The conspiranoiacs are living in their Golden Age just now. Last year when Donald Trump, at the beginning of the pandemic, argued that the COVID-19 virus had escaped from the Wuhan Institute of Virology, a maximum biosecurity level laboratory specializing in coronaviruses, the press crucified him with the unfortunate term. Commentators and experts made fun of him. They did the same to Luc Montagnier, who won the Nobel Prize in medicine for the discovery of HIV, when he also pointed to the Wuhan Institute. Or on television programs like “Cuarto Milenio” (“Fourth Millennium”) — on which, by the way, de Vicente is often seen — when they explained that hypothesis better than any other news outlet. Conspiranoia was the implacable diagnosis applied to those heretics. What was — and still is — politically correct was to accept the hypothesis that the virus incubated in a wild animal and jumped to humans in a casual way, although we do not even know what animal we are talking about, nor when nor how that transfer took place. The well-informed citizen, then, should accept what the World Health Organization said last February at the end of its investigation in Wuhan, and conclude that the probability that COVID-19 escaped from a laboratory was “extremely unlikely.”

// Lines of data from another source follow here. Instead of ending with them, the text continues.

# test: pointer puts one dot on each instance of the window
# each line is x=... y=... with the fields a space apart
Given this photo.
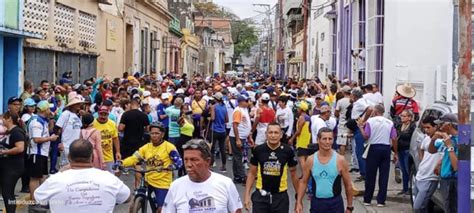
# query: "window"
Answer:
x=375 y=37
x=334 y=45
x=144 y=49
x=153 y=50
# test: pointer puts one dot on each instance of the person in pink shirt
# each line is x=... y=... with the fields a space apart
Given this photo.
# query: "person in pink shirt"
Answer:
x=92 y=135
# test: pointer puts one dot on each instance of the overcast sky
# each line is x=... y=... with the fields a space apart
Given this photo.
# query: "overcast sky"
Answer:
x=244 y=8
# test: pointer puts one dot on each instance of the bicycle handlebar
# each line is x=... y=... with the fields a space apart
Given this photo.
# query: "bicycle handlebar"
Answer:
x=142 y=171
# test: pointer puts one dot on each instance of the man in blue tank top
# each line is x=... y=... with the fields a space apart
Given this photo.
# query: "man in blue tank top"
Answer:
x=326 y=168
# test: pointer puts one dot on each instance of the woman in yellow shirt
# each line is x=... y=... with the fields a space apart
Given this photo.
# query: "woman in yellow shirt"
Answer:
x=303 y=133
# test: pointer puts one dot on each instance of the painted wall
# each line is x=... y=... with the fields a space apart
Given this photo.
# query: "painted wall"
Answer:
x=418 y=40
x=319 y=45
x=12 y=65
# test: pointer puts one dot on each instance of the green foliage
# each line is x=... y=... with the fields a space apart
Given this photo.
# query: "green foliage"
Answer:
x=244 y=36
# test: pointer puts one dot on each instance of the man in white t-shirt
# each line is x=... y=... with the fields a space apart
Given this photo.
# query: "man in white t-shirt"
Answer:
x=154 y=100
x=240 y=137
x=82 y=188
x=37 y=160
x=324 y=119
x=201 y=190
x=69 y=124
x=284 y=117
x=426 y=179
x=344 y=135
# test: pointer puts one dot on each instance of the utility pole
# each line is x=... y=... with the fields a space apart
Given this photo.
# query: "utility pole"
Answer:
x=268 y=13
x=305 y=34
x=464 y=106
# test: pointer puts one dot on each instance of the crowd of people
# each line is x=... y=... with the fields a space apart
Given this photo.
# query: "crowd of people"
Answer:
x=64 y=140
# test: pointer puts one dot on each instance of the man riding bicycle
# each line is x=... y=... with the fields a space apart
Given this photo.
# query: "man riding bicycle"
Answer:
x=157 y=155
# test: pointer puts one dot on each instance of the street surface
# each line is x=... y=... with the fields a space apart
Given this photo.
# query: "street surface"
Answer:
x=395 y=203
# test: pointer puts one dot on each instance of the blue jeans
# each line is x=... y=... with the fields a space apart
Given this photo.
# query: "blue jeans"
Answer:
x=54 y=156
x=403 y=161
x=359 y=139
x=378 y=159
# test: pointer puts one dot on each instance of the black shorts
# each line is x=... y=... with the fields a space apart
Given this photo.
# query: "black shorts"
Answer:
x=36 y=166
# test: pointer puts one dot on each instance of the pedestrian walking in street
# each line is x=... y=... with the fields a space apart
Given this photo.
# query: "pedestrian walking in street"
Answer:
x=82 y=188
x=89 y=133
x=109 y=138
x=327 y=170
x=426 y=178
x=360 y=111
x=198 y=106
x=133 y=124
x=217 y=134
x=156 y=154
x=69 y=124
x=270 y=164
x=263 y=117
x=240 y=138
x=284 y=117
x=201 y=190
x=446 y=142
x=404 y=132
x=302 y=134
x=344 y=135
x=12 y=160
x=381 y=136
x=37 y=160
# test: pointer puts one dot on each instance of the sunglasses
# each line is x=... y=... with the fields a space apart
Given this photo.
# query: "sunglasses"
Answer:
x=201 y=145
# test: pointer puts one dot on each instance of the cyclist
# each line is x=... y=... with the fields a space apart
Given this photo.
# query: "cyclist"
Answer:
x=157 y=154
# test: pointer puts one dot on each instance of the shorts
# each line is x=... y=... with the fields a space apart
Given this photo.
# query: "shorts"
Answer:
x=344 y=136
x=108 y=167
x=304 y=152
x=323 y=205
x=160 y=195
x=37 y=166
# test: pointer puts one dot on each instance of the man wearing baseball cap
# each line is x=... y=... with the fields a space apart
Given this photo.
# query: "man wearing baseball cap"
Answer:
x=37 y=161
x=265 y=115
x=240 y=137
x=446 y=141
x=109 y=137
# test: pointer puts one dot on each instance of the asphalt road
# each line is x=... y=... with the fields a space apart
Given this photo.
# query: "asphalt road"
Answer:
x=395 y=203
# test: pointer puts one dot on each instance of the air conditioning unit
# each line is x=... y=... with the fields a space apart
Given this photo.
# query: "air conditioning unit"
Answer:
x=109 y=2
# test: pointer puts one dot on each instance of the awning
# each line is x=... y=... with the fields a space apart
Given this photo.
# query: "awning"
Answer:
x=296 y=60
x=19 y=33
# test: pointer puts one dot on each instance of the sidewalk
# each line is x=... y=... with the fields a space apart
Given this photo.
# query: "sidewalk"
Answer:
x=394 y=203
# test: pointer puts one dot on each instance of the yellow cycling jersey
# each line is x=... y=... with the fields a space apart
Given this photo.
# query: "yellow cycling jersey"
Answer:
x=155 y=157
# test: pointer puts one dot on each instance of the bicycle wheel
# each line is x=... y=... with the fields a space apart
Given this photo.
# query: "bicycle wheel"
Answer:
x=137 y=205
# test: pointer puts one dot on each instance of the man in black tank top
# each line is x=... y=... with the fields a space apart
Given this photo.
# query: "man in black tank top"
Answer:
x=269 y=163
x=329 y=170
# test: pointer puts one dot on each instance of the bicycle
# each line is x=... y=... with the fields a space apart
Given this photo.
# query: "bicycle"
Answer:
x=142 y=192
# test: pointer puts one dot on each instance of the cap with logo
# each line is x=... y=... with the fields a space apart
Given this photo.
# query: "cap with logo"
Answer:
x=447 y=118
x=265 y=97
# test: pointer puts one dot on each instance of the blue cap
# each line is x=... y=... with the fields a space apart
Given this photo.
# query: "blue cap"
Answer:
x=29 y=102
x=242 y=98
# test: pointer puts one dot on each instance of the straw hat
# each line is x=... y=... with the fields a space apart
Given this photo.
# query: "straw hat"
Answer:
x=74 y=98
x=406 y=90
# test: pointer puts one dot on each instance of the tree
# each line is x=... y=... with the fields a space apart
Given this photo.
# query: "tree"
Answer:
x=244 y=34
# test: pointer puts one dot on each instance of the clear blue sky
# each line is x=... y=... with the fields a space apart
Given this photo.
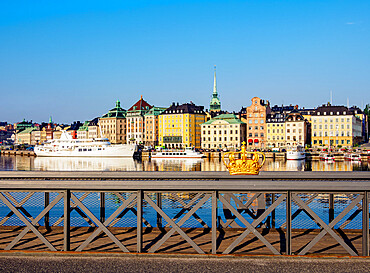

But the conspiranoiacs have never given up and they now cite their reasons with more assurance than ever. For example, they cling to the fact that the Chinese authorities gave the WHO access to their virology labs for only three hours! They were not permitted to access databases that had not been processed in advance by the regime, and something that was previously hidden was revealed by The Wall Street Journal on May 23: In October 2019, weeks before the “official” detection of the first case of the virus, three investigators from that laboratory had fallen ill from a mysterious pneumonia.

On May 13, 18 scientists from Harvard, Stanford and Yale sent a letter to the journal Science asking that the viral leak hypothesis be reviewed. Even Anthony Fauci, director of the U.S. National Institute of Allergy and Infectious Diseases, the target of Trump’s outbursts, acknowledged that it is not clear that the origin of the virus is completely natural. And to this we add the umpteenth intervention by the Jinping regime to block a Wall Street Journal reporter’s access to a copper mine in the southeast of the country where — in April of 2012! — six workers who were removing bat guano from the mine became infected with a disease similar to COVID-19, which killed three of them. Interestingly enough, the Wuhan laboratory was responsible for taking samples of this pathogen. In essence, everything related to the origin of this virus, and to that research institute, is a state secret in China, clearly. The question is, why?

President Joe Biden just drove the final nail in the coffin of this climate of distrust. He has given his intelligence services 90 days to determine what happened in Wuhan when it all came to a head. It is no longer taboo to speak of the “viral leak.” Everyone must have noticed that if, as his predecessor has stated, we could be faced with monumental negligence in public health, or perhaps even faced with an engineered virus, the consequence would be a demand for criminal and financial penalties for the planet’s second-biggest gross domestic product. And that could take us far away from what anyone is imagining now.

Call me a conspiranoiac — fortunately, de Vicente knows that I am not — but things are looking worse all the time. It is no longer paranoia. It is no longer conspiracy. Mistrusting everything and everyone is just common sense.

*Translator’s Note: Enrique de Vicente (b. 1950) is a Spanish sociologist, journalist and writer.